Gamaliel de Jesús Ramírez Andrade (born 24 August 1946) is a Mexican former football player and politician. As a footballer, he played for Atlas and Jalisco throughout the 1960s and 1970s. He also represented Mexico internationally for the 1967 CONCACAF Championship. As a politician, he served the Institutional Revolutionary Party, running for a municipal seat for his home city of Guadalajara in 2010 as well as serving as a secretary for the sports department of the party prior to that.

==Football career==
===Club career===
Ramírez began his career by playing for amateur clubs in his home city such as Don Bosco where he initially played as a center forward. When he made his professional debut with Atlas in 1963, he began playing as a right-back and spent his career highlights under manager Árpád Fekete. His first success came in the 1967–68 Copa México where the club won their 4th title in the tournament with this success later continuing after the club won the 1971–72 Mexican Segunda División. Immediately following this achievement however, he moved to Jalisco, citing having a higher potential to do more in Jalisco over Atlas as he had played for Los Rojinegros for nearly a decade by that point. He continued playing for either Jalisco or Atlas for the remainder of his career with a brief tenure for Veracruz during the 1973–74 season.

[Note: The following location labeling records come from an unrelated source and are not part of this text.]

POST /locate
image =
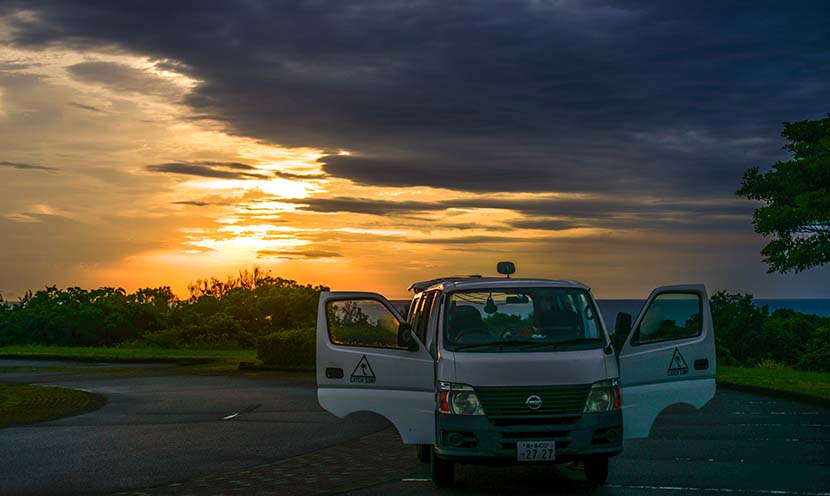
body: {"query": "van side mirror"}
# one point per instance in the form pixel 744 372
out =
pixel 405 337
pixel 622 327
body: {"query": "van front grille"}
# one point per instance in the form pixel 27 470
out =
pixel 556 401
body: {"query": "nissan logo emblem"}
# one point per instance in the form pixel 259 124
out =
pixel 533 402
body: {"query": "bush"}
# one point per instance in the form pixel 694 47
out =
pixel 817 356
pixel 771 365
pixel 294 348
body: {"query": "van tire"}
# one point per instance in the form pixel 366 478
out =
pixel 423 452
pixel 596 470
pixel 442 471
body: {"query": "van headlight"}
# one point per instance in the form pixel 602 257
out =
pixel 604 396
pixel 458 399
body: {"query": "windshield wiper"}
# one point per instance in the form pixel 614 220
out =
pixel 512 342
pixel 533 346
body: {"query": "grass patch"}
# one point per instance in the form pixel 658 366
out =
pixel 784 379
pixel 24 404
pixel 126 355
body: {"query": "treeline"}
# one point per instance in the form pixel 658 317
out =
pixel 219 314
pixel 749 335
pixel 255 309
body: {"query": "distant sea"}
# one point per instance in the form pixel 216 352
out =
pixel 818 306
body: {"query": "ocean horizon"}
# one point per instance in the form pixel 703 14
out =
pixel 816 306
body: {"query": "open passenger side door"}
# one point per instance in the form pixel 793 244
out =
pixel 668 357
pixel 368 359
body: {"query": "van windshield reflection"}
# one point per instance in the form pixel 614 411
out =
pixel 522 319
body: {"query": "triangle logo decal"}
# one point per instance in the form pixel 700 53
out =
pixel 678 365
pixel 363 373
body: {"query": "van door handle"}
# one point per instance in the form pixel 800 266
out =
pixel 334 373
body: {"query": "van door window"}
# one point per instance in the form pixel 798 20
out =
pixel 422 323
pixel 362 323
pixel 670 316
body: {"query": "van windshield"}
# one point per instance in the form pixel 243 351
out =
pixel 522 319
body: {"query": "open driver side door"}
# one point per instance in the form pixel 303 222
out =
pixel 668 357
pixel 368 359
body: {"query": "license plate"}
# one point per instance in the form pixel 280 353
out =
pixel 535 451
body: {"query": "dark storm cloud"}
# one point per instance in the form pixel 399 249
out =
pixel 561 214
pixel 664 98
pixel 221 170
pixel 22 166
pixel 364 205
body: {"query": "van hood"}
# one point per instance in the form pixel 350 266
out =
pixel 526 369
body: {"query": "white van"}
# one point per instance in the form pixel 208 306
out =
pixel 501 370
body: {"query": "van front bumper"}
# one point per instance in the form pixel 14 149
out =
pixel 478 439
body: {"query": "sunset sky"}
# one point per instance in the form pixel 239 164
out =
pixel 366 145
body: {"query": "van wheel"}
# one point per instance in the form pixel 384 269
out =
pixel 423 452
pixel 596 470
pixel 442 471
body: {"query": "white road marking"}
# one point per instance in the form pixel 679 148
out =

===International career===
Ramírez was named as a part of the 22-man squad for the 1967 CONCACAF Championship but wouldn't play a single game for the tournament. He was also chosen as part of a preliminary squad to play in the 1970 FIFA World Cup but would miss the final cut due to injury around the start of the tournament. He returned to play for El Tricolor for an away friendly against Brazil on 30 September 1970 as a part of an experimental project by manager Javier de la Torre to use younger players such as Willy Gómez, Pedro Damián Álvarez and Pedro Herrada.

===Other===
Alongside other Mexican international footballers of the 1970s, Ramírez participated in a charity game against a team composed of prominent 1970s German footballers to raise funds for children in poverty due to the 1985 Mexico City earthquake.

==Political career==
Having graduated in 1967 as a metallurgical chemist, by 1971, Ramírez had a bachelor's degree in economics. He began serving as a secretary for sports for the Institutional Revolutionary Party on 27 June 1981. By 2010, he was made president of the sports committee and youth attention as he ran for a municipal seat in his home city of Guadalajara.